The U.S. Naval Academy (USNA) held a groundbreaking ceremony for its new $106-million Center for Cyber Security Studies Oct. 21.
Three hundred people attended the event, including academy officials, Navy leaders and members of the Maryland delegation, U.S. Senator Barbara Mikulski and U.S. Representatives John Sarbanes and C.A. “Dutch” Ruppersberger.
The center was established in recognition of the critical importance that cyber operations play in our national defense and to facilitate the expansion of the Naval Academy’s cyber program, which includes a cyber operations major and required cyber curriculum for all midshipmen. Cyber operations is an interdisciplinary major that includes study in computer architecture, programming, data structures, networks, internet, database systems, information assurance, cryptography and forensics, as well as policy, law, ethics and social engineering.
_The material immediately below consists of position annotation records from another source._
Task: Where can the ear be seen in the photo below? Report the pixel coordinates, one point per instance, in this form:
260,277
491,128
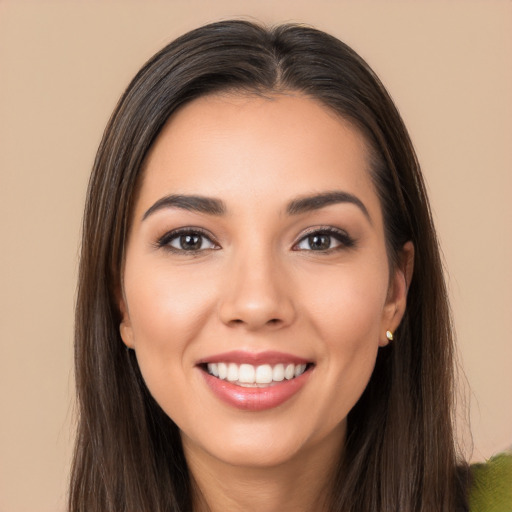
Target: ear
125,327
396,300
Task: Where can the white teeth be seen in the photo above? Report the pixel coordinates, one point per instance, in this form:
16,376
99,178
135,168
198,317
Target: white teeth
278,373
232,372
223,370
247,374
299,369
213,369
264,374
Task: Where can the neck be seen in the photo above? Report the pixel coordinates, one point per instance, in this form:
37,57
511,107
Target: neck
301,484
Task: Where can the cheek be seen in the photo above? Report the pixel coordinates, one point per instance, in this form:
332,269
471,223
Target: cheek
347,320
166,311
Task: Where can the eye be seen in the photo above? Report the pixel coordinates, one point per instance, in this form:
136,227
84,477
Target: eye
326,239
187,240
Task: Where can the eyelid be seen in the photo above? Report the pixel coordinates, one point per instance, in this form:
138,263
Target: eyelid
163,242
344,239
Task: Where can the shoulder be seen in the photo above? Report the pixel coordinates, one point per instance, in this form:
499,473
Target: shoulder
491,485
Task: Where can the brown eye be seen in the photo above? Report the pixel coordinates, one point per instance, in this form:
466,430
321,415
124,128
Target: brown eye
324,240
191,242
186,241
319,242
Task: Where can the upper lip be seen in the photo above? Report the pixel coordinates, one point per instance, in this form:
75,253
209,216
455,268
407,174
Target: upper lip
254,358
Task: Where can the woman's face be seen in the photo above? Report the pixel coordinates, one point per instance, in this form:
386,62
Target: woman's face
256,286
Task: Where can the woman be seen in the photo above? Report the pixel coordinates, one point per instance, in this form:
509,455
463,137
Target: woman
262,321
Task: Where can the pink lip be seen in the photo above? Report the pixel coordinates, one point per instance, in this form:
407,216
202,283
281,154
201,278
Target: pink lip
241,357
255,399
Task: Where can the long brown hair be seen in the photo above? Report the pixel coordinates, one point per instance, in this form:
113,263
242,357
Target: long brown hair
400,452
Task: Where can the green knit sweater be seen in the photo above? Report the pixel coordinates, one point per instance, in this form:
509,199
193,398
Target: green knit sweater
491,489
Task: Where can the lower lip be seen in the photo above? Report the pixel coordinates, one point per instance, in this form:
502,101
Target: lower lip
255,399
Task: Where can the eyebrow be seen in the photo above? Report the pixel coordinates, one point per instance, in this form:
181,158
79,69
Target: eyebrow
199,204
318,201
213,206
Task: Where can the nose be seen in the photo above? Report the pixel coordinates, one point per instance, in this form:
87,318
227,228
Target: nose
257,295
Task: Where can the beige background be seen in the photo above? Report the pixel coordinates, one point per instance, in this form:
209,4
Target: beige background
63,66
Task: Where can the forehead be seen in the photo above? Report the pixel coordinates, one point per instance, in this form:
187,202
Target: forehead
268,148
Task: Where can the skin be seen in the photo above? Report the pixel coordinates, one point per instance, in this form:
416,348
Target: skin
258,285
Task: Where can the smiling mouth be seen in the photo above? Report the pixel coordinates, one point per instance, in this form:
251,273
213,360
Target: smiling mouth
252,376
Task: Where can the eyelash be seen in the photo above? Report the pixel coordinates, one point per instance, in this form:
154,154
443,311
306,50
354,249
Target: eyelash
164,242
344,240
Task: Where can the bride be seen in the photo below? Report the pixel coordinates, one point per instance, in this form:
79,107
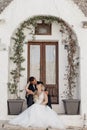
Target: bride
39,114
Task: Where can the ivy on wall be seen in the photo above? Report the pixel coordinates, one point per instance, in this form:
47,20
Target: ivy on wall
19,38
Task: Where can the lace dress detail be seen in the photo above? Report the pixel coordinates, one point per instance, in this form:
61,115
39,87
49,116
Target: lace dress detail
38,115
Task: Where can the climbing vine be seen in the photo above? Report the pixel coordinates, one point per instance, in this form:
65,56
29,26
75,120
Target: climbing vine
19,38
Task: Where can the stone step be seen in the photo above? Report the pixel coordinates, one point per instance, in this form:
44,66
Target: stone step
4,125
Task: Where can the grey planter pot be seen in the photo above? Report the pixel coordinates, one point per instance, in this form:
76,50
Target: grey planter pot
15,106
72,106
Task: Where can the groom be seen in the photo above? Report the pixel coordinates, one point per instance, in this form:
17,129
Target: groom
30,89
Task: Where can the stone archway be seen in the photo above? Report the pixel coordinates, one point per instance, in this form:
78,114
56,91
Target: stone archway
64,29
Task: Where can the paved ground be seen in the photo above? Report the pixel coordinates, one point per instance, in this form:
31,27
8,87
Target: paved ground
5,126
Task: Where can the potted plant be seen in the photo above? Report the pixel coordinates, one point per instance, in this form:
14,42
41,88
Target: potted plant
71,105
15,104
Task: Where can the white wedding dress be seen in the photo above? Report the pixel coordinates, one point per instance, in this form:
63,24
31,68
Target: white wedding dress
38,115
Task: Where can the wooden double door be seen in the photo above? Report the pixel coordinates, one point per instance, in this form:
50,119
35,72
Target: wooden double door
43,64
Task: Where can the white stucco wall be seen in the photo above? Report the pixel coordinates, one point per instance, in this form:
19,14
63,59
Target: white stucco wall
16,13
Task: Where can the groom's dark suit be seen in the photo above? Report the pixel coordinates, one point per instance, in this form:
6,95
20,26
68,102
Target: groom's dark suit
30,96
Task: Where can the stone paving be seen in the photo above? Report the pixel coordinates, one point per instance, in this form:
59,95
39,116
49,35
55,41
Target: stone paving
5,126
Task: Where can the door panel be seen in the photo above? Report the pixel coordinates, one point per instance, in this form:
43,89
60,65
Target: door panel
43,64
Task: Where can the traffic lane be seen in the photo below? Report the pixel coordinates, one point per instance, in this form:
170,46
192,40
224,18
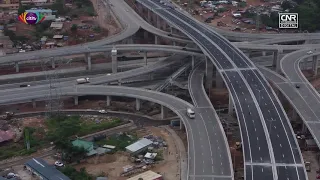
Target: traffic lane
219,59
315,130
287,172
258,142
248,173
221,161
302,106
284,121
249,119
302,173
197,90
280,143
223,44
263,173
204,156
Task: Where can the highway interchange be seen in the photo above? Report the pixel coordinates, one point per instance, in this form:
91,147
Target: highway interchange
269,146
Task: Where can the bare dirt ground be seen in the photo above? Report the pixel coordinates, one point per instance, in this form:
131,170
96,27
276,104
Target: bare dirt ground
101,18
112,165
310,156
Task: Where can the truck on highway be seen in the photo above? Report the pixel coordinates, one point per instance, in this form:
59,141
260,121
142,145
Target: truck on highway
83,80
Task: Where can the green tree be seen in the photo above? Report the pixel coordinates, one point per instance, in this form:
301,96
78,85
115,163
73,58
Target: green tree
74,28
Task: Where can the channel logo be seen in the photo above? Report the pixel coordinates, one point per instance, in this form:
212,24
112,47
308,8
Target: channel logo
31,17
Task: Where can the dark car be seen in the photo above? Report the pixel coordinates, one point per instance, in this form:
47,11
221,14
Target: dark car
24,85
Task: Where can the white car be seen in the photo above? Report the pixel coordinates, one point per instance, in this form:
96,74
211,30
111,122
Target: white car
102,111
191,114
58,163
309,52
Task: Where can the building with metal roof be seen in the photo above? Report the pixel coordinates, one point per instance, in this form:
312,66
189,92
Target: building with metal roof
139,146
45,171
87,145
148,175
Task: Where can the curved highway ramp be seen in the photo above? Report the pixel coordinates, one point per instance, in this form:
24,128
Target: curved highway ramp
219,148
270,149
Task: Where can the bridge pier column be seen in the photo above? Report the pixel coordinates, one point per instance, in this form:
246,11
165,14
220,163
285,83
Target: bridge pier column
108,100
230,107
209,74
276,61
155,39
34,105
146,35
158,22
138,104
181,125
219,81
88,57
114,60
149,15
264,53
315,65
164,112
294,115
53,64
192,61
145,58
17,66
76,100
247,53
130,40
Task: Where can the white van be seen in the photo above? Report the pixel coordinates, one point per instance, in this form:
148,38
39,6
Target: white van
190,113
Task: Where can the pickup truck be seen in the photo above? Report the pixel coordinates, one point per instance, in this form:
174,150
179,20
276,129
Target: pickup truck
83,80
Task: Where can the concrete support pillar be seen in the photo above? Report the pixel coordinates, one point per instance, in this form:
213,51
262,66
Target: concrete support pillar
209,74
108,100
230,107
138,104
192,61
76,100
17,66
34,105
164,25
145,34
88,57
149,16
181,125
171,30
276,61
304,129
53,64
219,81
264,53
130,40
247,53
158,22
155,39
145,58
294,115
114,61
164,112
315,65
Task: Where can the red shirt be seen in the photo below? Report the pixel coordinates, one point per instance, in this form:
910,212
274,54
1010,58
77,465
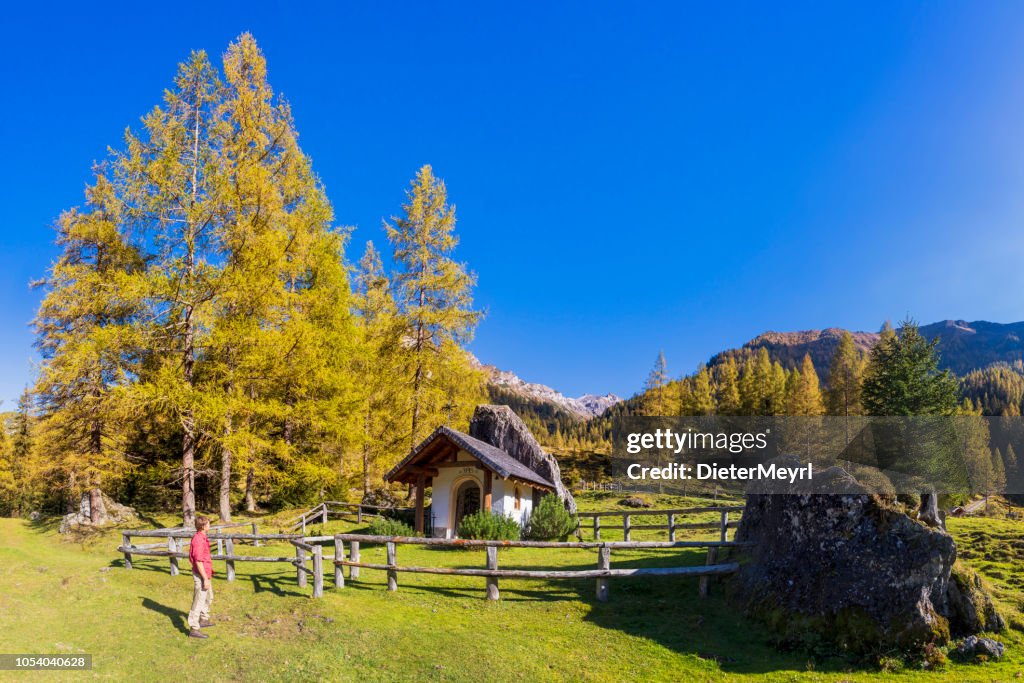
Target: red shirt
199,553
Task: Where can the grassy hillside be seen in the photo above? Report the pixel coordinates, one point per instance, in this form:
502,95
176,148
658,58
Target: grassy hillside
58,596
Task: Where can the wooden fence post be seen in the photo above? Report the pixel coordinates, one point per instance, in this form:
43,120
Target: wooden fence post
339,555
317,571
126,543
603,562
712,558
353,554
300,565
392,575
229,546
493,593
172,547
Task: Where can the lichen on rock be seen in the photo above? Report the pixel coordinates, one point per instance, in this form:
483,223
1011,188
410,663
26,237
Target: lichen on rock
854,569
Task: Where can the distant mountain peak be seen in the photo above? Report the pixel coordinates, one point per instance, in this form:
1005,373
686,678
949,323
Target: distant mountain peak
587,407
963,345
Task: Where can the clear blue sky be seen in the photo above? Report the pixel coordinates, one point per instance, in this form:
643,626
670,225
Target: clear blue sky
629,176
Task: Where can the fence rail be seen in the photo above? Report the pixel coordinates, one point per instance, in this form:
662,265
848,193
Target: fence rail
308,552
723,524
330,508
602,573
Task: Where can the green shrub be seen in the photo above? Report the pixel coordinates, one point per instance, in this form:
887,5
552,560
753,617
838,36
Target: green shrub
550,520
387,526
485,525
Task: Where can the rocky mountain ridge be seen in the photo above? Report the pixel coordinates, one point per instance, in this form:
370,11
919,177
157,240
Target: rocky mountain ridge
963,346
586,407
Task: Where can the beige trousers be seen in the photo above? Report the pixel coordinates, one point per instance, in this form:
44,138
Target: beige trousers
201,601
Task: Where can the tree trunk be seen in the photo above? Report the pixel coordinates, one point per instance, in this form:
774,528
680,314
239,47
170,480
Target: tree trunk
96,507
225,475
71,506
250,495
366,454
929,511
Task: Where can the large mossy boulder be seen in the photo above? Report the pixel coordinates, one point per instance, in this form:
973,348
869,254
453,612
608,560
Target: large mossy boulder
854,569
502,428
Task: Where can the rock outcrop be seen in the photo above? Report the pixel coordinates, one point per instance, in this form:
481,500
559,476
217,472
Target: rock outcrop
502,428
110,511
854,569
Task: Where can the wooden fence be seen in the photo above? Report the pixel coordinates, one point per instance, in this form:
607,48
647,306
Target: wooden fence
308,557
492,573
322,512
722,525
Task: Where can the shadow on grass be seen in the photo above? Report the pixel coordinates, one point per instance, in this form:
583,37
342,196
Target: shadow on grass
264,584
176,616
669,610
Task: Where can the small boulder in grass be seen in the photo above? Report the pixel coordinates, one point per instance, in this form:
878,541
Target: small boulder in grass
980,649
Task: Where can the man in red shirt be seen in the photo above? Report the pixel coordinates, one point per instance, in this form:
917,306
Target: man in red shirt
202,563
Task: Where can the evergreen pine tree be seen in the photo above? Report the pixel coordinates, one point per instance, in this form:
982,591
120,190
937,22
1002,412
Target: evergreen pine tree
845,378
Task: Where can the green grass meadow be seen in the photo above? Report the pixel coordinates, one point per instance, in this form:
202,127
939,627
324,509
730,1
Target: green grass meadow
64,596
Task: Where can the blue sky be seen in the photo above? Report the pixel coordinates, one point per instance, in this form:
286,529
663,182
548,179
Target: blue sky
629,176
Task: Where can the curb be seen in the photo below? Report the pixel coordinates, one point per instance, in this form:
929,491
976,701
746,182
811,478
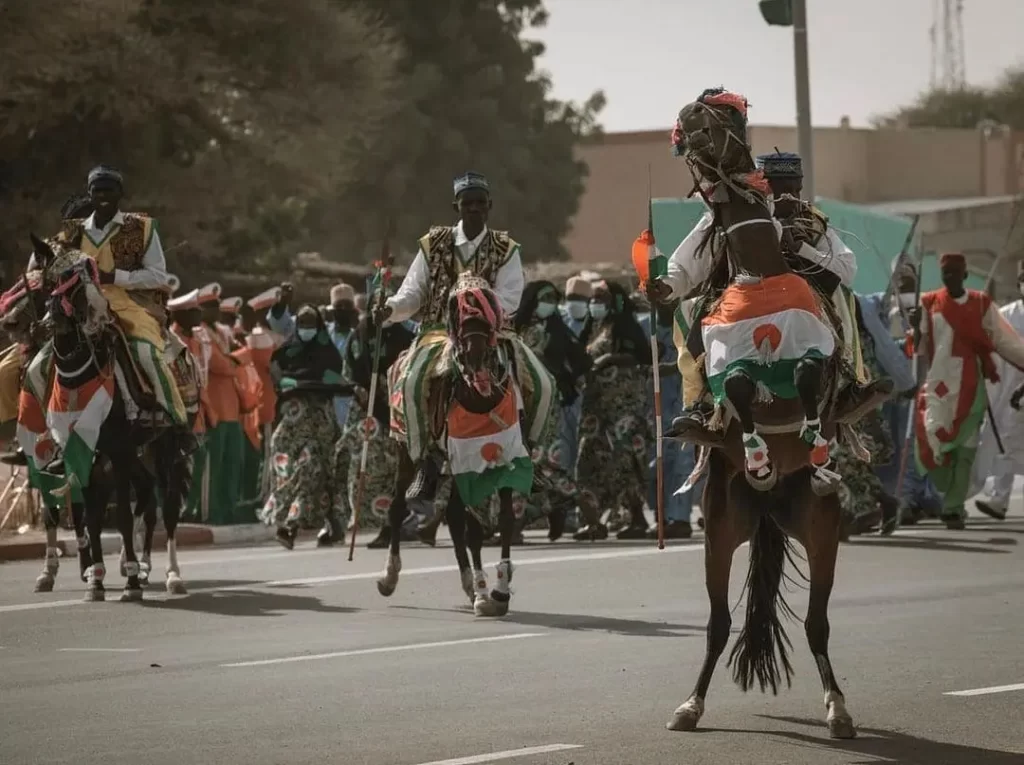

The USNA groundbreaking reminds us of the significant investments the Navy continues to make to reduce vulnerabilities, detect intrusions and strengthen its depth in defense, as well as the crucial role that every Sailor plays in protecting Navy systems. The academy’s close relationship with U.S. Fleet Cyber Command/U.S 10th Fleet, based at Fort Meade, Maryland, provides midshipmen with a unique operational perspective through guest lectures, mentorship and summer training opportunities. During National Cybersecurity Awareness Month, recognized throughout the month of October, Sailors are encouraged to learn more about the steps they can take to support the defense of Navy systems and prevent intrusions.
The academy is the first institution of higher learning in the country to require cyber security classes for all students. The multi-story academic building will have classrooms, a lecture hall, research labs, a secure compartmented intelligence facility space–required to allow midshipmen to handle classified information–and a research and testing tank to support the engineering and weapons lab. The state-of-the-art facility will enable midshipmen at the academy to get real-world training to prepare them for handling cyber threats, as Navy personnel are the first line of defense.
“This is a significant step in the process of streamlining our cyber education capabilities here at the Naval Academy with the needs of the fleet and Department of Defense,” said Vice Adm. Ted Carter, Naval Academy superintendent. “This will be a state-of-the-art facility where our very best and brightest will get cutting edge training and education in the cyber field. I believe the building serves as yet another attraction the Naval Academy has to offer to future Midshipmen.”
The building will be named after Rear Adm. Grace Hopper, known as the “mother of computing.” Hopper was an American computer scientist who worked on the first computer, the Harvard Mark 1, during World War II. She was responsible for making computers more accessible by converting mathematical code into language.
Construction of the five-story building is expected to begin this winter and to be finished in September 2019.